Court Data

Pendency increases by almost 2000 cases during the Supreme Court’s summer vacation in June 2024

Even as it is normal for the pendency figure to rise during the vacation, the Court has its task cut-out in the second half after June 2024

The month of June 2024 began with 82,308 pending cases in the Supreme Court and ended with 84,280 cases—an increase of 1972. 

This rise was anticipated, as the top court was mostly inactive during June due to its seven-week summer vacation. Historically, the pendency chart sees a spike around this time of year.

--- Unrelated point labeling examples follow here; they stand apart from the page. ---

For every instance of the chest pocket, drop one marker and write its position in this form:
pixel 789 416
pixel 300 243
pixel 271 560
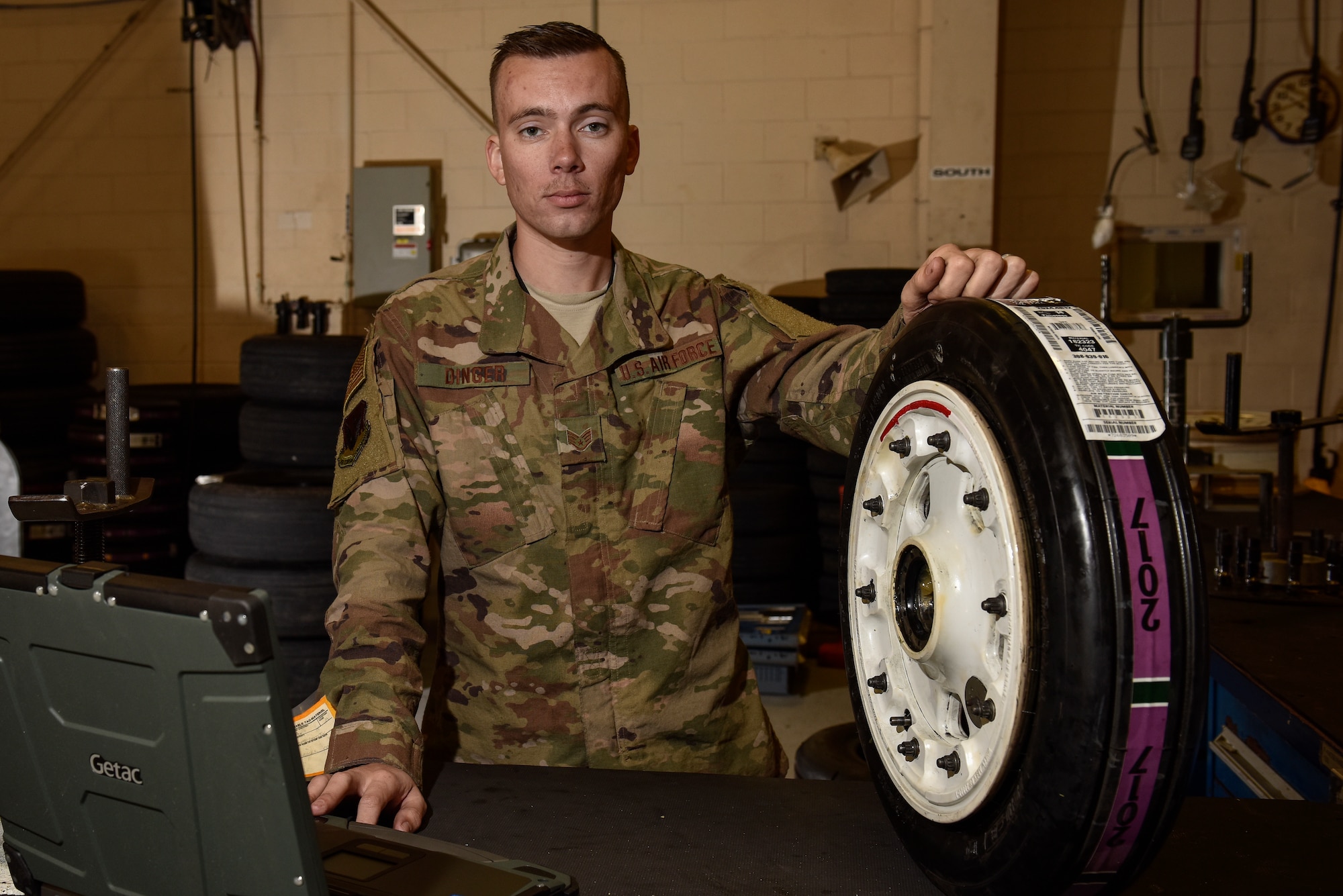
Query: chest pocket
pixel 679 487
pixel 492 506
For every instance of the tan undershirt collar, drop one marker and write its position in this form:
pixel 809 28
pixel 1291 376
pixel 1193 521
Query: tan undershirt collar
pixel 574 311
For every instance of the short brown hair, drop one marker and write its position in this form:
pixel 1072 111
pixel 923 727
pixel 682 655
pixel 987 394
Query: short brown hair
pixel 553 40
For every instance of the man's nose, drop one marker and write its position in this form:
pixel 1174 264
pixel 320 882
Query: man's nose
pixel 566 158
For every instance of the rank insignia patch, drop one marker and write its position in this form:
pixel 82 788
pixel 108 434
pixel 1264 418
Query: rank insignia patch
pixel 580 439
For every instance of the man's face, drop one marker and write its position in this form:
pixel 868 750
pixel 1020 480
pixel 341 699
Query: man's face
pixel 563 146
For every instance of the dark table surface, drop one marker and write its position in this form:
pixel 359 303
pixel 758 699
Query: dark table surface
pixel 639 834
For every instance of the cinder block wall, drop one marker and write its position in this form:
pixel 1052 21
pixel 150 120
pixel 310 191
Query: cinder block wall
pixel 729 94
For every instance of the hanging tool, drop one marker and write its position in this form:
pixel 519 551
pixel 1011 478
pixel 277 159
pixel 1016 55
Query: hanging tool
pixel 1199 192
pixel 1313 129
pixel 1247 122
pixel 1105 231
pixel 1322 467
pixel 1177 341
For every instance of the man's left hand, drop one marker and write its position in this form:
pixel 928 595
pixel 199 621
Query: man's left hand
pixel 952 272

In June 2023, for instance, pendency stood at 81,509 cases, marking an increase of approximately 1,873 cases from May to June.

Previously, we reported that the increase in pendency this year was the highest at the end of May—1,600 cases. That figure has been surpassed by June.

We expect this trend to reverse once the Court returns from its summer break on 8 July.

Figure 1 shows that the number of pending cases hovered around 80,000 in the first four months of the year. The marked increase in May (by 1607 cases) can likely be attributed to the Court closing for summer vacations from 20 May. We reported that the Court had only 13 working days in May, leading to fewer disposals. An increase in pendency was inevitable because the Court’s registry continues to accept cases for filing during the break. 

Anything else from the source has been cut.